Let's say you have a tab view controller on the navigation controller view stack. (For the sake of argument.) Your tab controller has an array of view controllers for each of its tab views. Your tab controller's navigationController is clearly set to the nav controller (since its view is on the stack.)

But would you set the navigationController for each of your tab views to point to the nav controller? Their views aren't actually on the nav stack (they are subviews to the tab view that is), but it's necessary for them to be able to push a view onto said stack. Is it a bad idea? Should I do this but use a different instance variable?

Or would you just maintain pointers from all the subviews to their parent view controllers all the way up to the navigation controller? That seems clumsy and not that great if you have to go more than one level deep (which I do.)

(I'm not precisely doing this, I have a complex view with dedicated controllers for its subviews, so this is an accessible analogy.)

+1  A: 

I find I am more successful when I keep separate navigation controllers for each tab. Then they can operate independently, and keep state when the user switches across tabs. Then there is no confusion about which view controllers are on the stack are below, or visible at a given point in time.

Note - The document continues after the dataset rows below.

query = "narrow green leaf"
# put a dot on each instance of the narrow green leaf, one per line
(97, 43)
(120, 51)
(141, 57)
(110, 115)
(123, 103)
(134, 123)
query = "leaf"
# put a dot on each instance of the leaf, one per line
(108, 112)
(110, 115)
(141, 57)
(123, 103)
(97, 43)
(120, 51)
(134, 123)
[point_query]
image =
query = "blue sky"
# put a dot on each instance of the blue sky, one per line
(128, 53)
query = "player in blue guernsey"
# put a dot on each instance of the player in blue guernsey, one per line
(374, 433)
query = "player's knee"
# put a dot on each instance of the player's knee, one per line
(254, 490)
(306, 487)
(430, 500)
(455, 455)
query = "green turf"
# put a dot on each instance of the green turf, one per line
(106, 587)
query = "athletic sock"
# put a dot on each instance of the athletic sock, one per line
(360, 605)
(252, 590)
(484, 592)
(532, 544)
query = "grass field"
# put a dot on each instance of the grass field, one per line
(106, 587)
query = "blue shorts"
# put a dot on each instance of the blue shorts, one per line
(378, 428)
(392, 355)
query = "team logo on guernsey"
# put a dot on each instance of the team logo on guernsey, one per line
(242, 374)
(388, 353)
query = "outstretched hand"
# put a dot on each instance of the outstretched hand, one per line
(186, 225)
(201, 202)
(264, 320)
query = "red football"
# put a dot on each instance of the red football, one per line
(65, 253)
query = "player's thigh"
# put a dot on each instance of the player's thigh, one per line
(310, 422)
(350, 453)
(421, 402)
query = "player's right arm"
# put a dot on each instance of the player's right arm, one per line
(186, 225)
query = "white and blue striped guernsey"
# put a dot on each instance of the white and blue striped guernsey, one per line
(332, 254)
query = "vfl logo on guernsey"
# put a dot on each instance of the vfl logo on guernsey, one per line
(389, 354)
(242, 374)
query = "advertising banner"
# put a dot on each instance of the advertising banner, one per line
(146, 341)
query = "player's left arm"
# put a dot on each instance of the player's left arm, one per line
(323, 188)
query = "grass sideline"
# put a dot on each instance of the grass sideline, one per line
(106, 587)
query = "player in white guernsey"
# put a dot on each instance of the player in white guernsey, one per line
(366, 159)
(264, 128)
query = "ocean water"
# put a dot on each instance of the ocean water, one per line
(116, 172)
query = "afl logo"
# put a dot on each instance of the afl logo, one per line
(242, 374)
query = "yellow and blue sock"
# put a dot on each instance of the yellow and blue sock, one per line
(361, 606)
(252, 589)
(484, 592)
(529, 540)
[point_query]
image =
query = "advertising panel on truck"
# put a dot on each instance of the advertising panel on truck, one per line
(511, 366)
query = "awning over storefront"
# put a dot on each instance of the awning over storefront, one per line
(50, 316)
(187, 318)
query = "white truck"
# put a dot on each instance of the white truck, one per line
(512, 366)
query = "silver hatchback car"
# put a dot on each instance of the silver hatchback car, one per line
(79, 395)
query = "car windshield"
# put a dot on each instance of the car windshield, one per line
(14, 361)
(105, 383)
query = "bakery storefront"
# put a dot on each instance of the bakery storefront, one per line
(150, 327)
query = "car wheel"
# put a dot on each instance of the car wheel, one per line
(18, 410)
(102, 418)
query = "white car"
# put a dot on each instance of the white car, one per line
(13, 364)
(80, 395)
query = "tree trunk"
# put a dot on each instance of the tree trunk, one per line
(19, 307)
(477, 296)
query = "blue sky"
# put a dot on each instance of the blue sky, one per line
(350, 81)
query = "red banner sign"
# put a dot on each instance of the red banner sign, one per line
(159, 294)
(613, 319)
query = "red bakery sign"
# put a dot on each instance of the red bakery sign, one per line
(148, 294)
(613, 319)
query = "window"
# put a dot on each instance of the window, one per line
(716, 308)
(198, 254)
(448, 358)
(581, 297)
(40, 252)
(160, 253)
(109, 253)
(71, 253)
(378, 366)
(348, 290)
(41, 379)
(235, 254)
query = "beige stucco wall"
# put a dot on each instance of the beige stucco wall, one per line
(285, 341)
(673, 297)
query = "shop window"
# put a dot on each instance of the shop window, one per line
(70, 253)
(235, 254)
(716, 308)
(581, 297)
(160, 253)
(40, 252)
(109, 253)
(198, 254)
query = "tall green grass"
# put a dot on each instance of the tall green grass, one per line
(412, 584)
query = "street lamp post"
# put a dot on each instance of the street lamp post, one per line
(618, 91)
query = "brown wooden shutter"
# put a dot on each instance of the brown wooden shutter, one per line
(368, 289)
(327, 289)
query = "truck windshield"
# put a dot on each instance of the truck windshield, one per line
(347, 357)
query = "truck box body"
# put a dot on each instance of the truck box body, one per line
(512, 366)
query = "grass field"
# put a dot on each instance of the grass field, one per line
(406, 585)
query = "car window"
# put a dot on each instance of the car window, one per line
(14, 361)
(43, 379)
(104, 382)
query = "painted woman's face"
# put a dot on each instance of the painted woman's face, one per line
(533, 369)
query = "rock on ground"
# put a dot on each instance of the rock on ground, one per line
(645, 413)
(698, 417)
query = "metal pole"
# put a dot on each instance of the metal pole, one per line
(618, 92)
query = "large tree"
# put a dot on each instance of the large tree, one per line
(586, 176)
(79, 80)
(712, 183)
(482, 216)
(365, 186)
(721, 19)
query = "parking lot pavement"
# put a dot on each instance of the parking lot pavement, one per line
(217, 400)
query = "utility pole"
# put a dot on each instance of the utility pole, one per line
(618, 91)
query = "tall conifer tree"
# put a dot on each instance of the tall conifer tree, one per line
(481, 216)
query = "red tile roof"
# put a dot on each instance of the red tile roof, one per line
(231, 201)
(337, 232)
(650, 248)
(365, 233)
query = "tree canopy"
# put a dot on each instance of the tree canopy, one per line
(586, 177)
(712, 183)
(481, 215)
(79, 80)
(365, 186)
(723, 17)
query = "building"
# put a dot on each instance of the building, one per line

As for keeping pointers among the views and controllers, do not confuse the view hierarchy with the view controller stack, they are only orthogonally related as far as your view controller stack is concerned. There is a natural "ownership" of views by their view controllers, and you shouldn't have to be manipulating those pointers yourself, that should fall out naturally from the loading and creating of views, and view controller stack management API calls.

jbm
I agree about the first point, I would use separate navigation controllers for each tab. But what about if you had a complex view where half of it would flip over (to another view with a dedicated view controller)? It clearly falls under the same navigation bar and might need to push views onto the navigation controller.As for your second point, that sounds like I should be going up the view hierarchy by getting the superview's superview's controller's navigation bar?
zekel
On the first point, I also have done some work where a complex view flips to reveal another complex view. But in that case, I still maintain it with the same view controller, and manipulate the `subviews` array of a parent `UIView` instead of trying to control all view manipulation with push/pop view controller operations. If you limit your thinking to strict pairs of controllers/views, you will limit your animation type, and won't be able to do flips with that method. Not to say this is the only way, it is a pattern that's been working for me.
jbm
As far as the navigation bar is concerned, it depends on what you want to do with it. Each view controller has its `navigationItem` and `title`, and the navigation controller uses its rules to determine how those are manipulated as your view controllers are pushed and popped on the stack. If you are talking about a single view controller, then you can manipulate the content of the `navigationItem` yourself.
jbm
Eventually I simplified my view hierarchy greatly (this was a good indication I needed to) but I agree with this answer.